It would be good to give system administrators in DAM opportunity to configure desired behavior when duplicate is detected, so that publishing of duplicates can be prevented if so configured. 

On a bigger scale, it would be good if this feature is applicable to all types of ingestion (including custom ingestion mechanisms, via REST API) so that ingestion can be prevented for duplicate assets if so configured by system administrators regardless of ingestion mechanism.   

Versioning Ingestion / Upload

Hi Petra,

This is valuable to us too.

We want to be able to configure the behaviour for when duplicates are detected and we prefer to reject them if the asset uploaded is the duplicate of an asset existing, but prefer to upload for when just the filename of the asset uploaded matches the filename of an asset existing in the DAM. So, our use case is:

  1. If the checksum of file uploading = checksum of an asset in the DAM, REJECT with a desired message
  2. If the filename of file uploading = filename of an asset in the DAM, UPLOAD with a desired message
  3. If filename AND checksum of file uploading = filename AND checksum of an asset in the DAM, REJECT with a desired message

We would like this behaviour to be exerted both through the UI and the custom bulk uploading mechanism we’ve built through the Aprimo DAM’s REST API. 

This would be valuable for us as well.

Our use case. We'd like to set up rules that would validate an asset against others based on configurable metadata fields and upload them into pending with a duplicate flag.

Example

If checksum is the same upload but flag as duplicate.

If filename is the same upload but flag as duplicate.
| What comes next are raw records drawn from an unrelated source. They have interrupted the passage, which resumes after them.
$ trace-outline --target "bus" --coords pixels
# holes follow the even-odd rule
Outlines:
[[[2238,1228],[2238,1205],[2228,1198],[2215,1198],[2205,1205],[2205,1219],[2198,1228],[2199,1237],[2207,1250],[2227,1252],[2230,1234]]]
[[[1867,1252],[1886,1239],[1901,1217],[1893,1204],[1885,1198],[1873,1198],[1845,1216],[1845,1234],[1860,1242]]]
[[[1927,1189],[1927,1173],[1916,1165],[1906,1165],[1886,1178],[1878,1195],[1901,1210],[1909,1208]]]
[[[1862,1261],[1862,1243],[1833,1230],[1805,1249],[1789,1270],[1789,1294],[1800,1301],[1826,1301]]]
If field 'a' and field 'b' are both matches flag as duplicate (can add up to x number of fields to match)

Currently it looks like

both Checksum and Filename need to match to flag as a duplicate.

Hi Ethan,

Could you give us some more insights on the use case why you would do matching fields to identify a duplicate? What type of content items is this being used for?

For the most part we'd need duplicate detection for image files.

It would be ideal if the system recognized duplicates by comparing pixels but we were told this wasn't something that was possible.

We often have photos that have been cropped and when they're cropped they're renamed and the checksum changes. We're looking for creative ways to use other metadata fields that may have not changed to 'flag' items as potential duplicates.

Does this make sense?

Agreed, an ideal option would be allowing the admin to associate the existing record (duplicate) to an additional classification.